Baits can also be easily skipped under docks and overhanging brush with spinning reels. Line is free-spooled, so a vertical drop, if desired, can be accomplished. The limitation of this reel is line size (12-pound test). Bigger and heavier reels can accommodate heavier lines but will tire you out after a full day of casting.
A helpful hint is to close the spinning reel bail by hand to eliminate loops, which can really snarl your line. You can fish just about every situation with these reels.
The third reel requires an educated thumb to regulate the speed of the revolving spool, slowing down the revolutions as the bait hits the water. It’s not simple, but the rewards of using this mini-winch are great. The spool release is accomplished with a thumb button.
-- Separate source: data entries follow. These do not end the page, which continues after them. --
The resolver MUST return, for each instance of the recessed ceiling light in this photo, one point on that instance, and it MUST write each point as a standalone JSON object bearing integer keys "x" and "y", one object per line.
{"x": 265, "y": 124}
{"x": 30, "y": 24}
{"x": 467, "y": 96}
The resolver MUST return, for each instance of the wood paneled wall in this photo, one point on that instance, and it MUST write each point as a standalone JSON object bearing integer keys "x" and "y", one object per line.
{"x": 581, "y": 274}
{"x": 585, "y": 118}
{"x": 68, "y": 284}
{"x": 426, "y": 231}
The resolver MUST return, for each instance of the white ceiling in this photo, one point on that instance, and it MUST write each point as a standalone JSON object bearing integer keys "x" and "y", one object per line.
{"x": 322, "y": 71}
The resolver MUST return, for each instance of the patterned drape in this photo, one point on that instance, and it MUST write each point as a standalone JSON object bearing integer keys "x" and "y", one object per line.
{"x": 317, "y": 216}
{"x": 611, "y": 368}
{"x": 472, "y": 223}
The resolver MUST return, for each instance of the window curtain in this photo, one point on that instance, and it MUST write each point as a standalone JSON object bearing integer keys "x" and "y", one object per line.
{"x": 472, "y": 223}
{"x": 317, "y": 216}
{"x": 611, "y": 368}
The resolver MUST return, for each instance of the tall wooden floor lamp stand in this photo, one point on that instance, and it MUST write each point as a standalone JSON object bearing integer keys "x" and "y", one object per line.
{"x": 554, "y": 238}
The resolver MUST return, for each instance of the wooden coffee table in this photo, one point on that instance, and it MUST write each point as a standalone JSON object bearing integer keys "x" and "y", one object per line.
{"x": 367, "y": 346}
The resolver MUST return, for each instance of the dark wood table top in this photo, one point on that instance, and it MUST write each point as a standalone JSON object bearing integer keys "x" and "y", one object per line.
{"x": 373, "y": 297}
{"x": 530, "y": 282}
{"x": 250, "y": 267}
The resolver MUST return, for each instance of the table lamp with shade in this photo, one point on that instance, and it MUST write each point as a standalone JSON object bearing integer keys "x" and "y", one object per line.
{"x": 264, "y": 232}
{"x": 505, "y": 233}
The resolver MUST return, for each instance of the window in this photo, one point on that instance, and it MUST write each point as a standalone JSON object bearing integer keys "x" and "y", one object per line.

Casting reels can hold 20-pound test line and still fit into the palm of your hand. They can be used to quietly pitch baits short distances. Reel manufacturers have spent the last several decades making these reels the cream of the crop.
The largest drawback is the backlash. This occurs when baits have either slowed or stopped but the thumb has not slowed or stopped the spool that continues to outpace the output of line, resulting in a tangled mess. However, this doesn’t happen often once you get the hang of these reels. One thing’s for sure, you’ll get better at untangling these “bird nests”.
There’s an application for each reel. In fact, all three are on my boat and used for specific presentations. Whether I’m seeking to have a bait fall vertically or really need to skip a bait way under a dock or overhang, the real key to my reel choice is line size and what I am trying to accomplish. A matched reel, rod and line size (diameter) enables me to achieve a particular depth or speed.
Ambassadeur, Mitchell, Shimano, Penn, Zebco, Quantum, Diawa, Shakespeare and others all have reels from the fifty-dollar range, up to nearly seven hundred dollars.
Spending about $25 for the spincast, $50 for the spinning, and $100 for the baitcasting reel will probably be a good range for decent quality. I use Quantum Smoke spinning and casting reels in the fastest speeds available.
I strongly suggest if you reel a spinning reel with your left hand, that you get baitcasting reels with the cranks on the left side too. Spinning reel handles are reversible, but baitcasting handles are not. Costs vary as the number and quality of ball bearings increase and the reel weight goes down.
Start the youngest kids with a spincast, then move them into spinning and baitcasting at roughly the same time. Patience combined with an understanding of the equipment and what needs to be accomplished will ensure success at any level.
Oh, that fourth reel, the “fly-fishing reel,” let’s chat about that later. That’s a whole other article and type of fishing altogether!